Nel suo ritorno nell'olimpo del basket italiano, Cantù ha abbattuto con astuzia e intelligenza avversari ciclopici, ha resistito alle tentazione dell'appagamento, ha superato gli infortuni. Ogni sfida vinta era un incentivo per andare sempre più avanti, rafforzando la solidità del gruppo, alimentando l'altruismo, imparando a giocare a memoria, saldando giorno dopo giorno un legame d'amicizia fra i giocatori che è forse la forza vera di questa squadra. Mc Cullough, Thornton, Hines, Stonerook, Lindeman, Hoover: sei americani sconosciuti al grande pubblico e alla maggior parte dei club italiani ed europei, sei americani per costruire un sogno. Coach Stefano Sacripanti ha creduto in loro fin dall'estate. Il diesse Bruno Arrigoni li ha pescati nell'ombra del basket globale. Il presidente Francesco Corrado li ha incoraggiati come un padre con i suoi figlioli. Ma un ruolo chiave nel creare una grande famiglia l'hanno interpretato anche Riva e Gay, veterani silenziosi di un gruppo che si è cementato partita dopo partita. Con Damiao e Ansaloni a completare il mosaico.

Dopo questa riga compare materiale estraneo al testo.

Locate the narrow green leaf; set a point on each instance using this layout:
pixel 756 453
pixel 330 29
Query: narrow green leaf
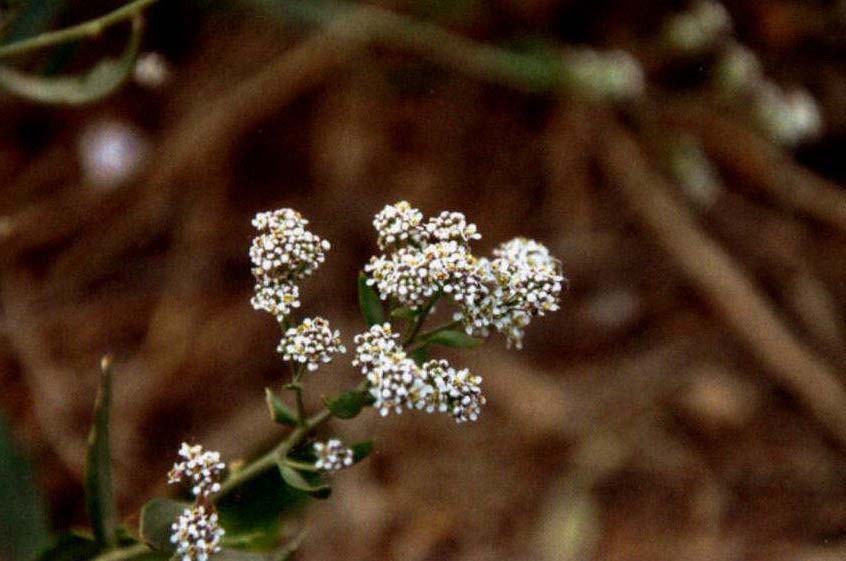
pixel 349 404
pixel 369 303
pixel 279 412
pixel 99 499
pixel 419 356
pixel 70 547
pixel 29 18
pixel 361 450
pixel 293 478
pixel 23 520
pixel 157 516
pixel 453 338
pixel 104 78
pixel 405 313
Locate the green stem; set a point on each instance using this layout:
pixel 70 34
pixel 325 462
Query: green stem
pixel 269 460
pixel 420 340
pixel 420 320
pixel 91 28
pixel 124 553
pixel 371 24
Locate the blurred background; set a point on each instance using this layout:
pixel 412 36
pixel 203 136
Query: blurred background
pixel 685 161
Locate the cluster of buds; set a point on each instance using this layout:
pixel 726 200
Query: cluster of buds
pixel 332 455
pixel 698 27
pixel 397 383
pixel 282 254
pixel 202 468
pixel 613 74
pixel 504 293
pixel 311 343
pixel 197 533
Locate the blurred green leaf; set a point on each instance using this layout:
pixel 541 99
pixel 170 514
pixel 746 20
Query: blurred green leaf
pixel 369 303
pixel 453 338
pixel 104 78
pixel 28 18
pixel 157 516
pixel 405 313
pixel 252 512
pixel 70 547
pixel 293 478
pixel 99 499
pixel 23 521
pixel 361 450
pixel 419 356
pixel 349 404
pixel 279 412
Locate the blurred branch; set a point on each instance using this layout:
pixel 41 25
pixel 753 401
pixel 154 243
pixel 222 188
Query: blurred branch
pixel 545 71
pixel 723 283
pixel 760 163
pixel 89 29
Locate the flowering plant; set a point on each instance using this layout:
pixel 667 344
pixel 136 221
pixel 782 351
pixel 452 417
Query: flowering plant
pixel 235 511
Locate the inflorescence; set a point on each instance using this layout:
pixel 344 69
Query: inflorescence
pixel 197 533
pixel 283 253
pixel 311 343
pixel 332 455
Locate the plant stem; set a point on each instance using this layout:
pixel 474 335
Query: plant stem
pixel 421 319
pixel 420 340
pixel 91 28
pixel 267 461
pixel 124 553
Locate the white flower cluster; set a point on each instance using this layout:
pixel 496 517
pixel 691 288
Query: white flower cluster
pixel 283 253
pixel 196 534
pixel 504 293
pixel 613 74
pixel 332 455
pixel 427 259
pixel 523 280
pixel 698 27
pixel 398 384
pixel 311 343
pixel 202 468
pixel 787 117
pixel 397 224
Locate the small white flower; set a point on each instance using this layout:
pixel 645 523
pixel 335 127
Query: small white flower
pixel 282 253
pixel 275 297
pixel 332 455
pixel 372 345
pixel 451 226
pixel 311 343
pixel 398 224
pixel 196 534
pixel 522 281
pixel 456 392
pixel 201 468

«La difesa è diventata la nostra arma migliore», ha detto a caldo capitan Riva appena l'Oregon ha messo piede in semifinale. Ha ragione Nembo Kid: la difesa a tratti è perfetta. «E' il nostro punto di forza. Abbiamo piegato Siena con marcature serrate. Abbiamo insegnato agli americani che la "zona" può essere utile, anche se non è bella - spiega Riva -. Hanno imparato e capito. Per vincere, si può anche rinunciare allo spettacolo. La tattica è importante». E il milanista Sacripanti si è ispirato al suo allenatore preferito, Arrigo Sacchi. Il calcio applicato al basket: gioco a tutto campo, squadra che si muove compatta sul parquet, dove tutti sanno quale movimento compiere, quale posizione del campo occupare. Allenamenti feroci, gioco atletico, senza nessun risparmio. Trarre profitto da ogni errore. Un lavoro certosino. Una disciplina, un ordine, una geometria di gioco studiata a tavolino. Siena ne sa qualcosa.

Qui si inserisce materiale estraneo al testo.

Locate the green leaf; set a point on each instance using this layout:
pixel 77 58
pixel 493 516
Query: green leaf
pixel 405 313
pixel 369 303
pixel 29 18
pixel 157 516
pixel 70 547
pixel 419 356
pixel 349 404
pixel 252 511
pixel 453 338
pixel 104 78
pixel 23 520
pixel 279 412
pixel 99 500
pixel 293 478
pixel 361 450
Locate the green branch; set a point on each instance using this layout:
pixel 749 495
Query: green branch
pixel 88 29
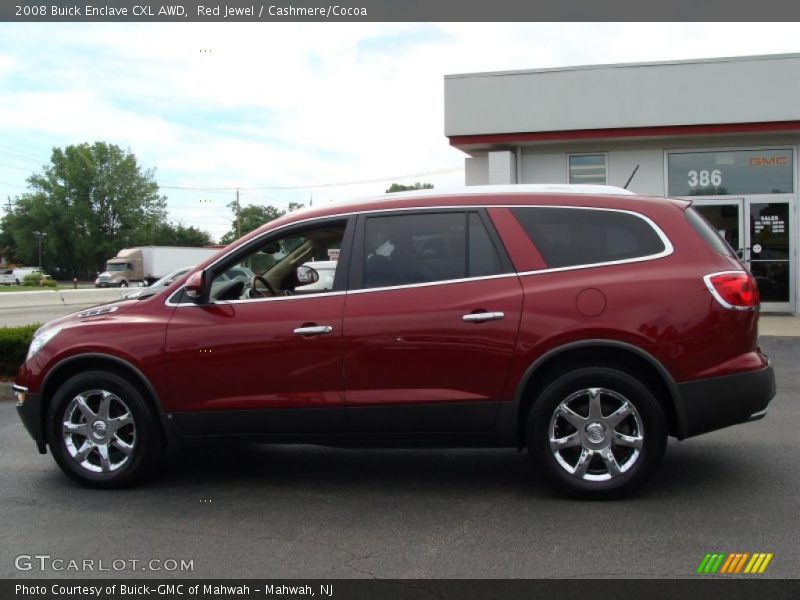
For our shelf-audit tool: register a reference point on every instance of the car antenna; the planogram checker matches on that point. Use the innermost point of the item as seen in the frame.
(627, 183)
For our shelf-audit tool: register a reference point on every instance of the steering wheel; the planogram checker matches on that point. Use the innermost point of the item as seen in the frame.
(262, 279)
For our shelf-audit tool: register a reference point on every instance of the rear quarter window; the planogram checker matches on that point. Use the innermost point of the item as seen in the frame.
(710, 235)
(568, 237)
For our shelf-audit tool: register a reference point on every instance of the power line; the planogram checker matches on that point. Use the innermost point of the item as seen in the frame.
(308, 187)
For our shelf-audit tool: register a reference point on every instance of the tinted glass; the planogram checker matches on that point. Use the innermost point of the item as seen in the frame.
(483, 258)
(729, 224)
(408, 249)
(568, 237)
(587, 168)
(730, 172)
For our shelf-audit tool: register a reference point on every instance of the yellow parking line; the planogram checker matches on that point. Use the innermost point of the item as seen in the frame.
(767, 558)
(741, 561)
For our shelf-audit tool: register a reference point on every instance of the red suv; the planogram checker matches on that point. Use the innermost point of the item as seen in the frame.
(585, 323)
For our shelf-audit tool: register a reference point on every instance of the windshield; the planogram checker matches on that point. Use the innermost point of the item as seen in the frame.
(167, 279)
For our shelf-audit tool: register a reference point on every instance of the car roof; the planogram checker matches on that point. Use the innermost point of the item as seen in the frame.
(582, 195)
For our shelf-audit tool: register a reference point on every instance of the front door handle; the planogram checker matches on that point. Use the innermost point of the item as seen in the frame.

E poi la crescita di alcuni giocatori ha permesso all'Oregon di maturare, crescere, affermarsi. A cominciare da Todd Lindeman (nella foto). Il pivot di Cantù è stato la torre decisiva per dare scacco matto al Montepaschi, umiliando Roberto Chiacig. Todd sta dimostrando di essere un centro di peso, in grado di spianare la strada di Cantù verso la finale. La serie contro la Skipper Bologna può essere la chance per una sua consacrazione. E poi il «soldato» Ryan Hoover, un gregario d'oro. Nei momenti difficili, Sacripanti ha sempre pescato l'asso nella manica dalla panchina. La sua mira chirurgica ha spesso raddrizzato la barca di Cantù, portandola in paradiso.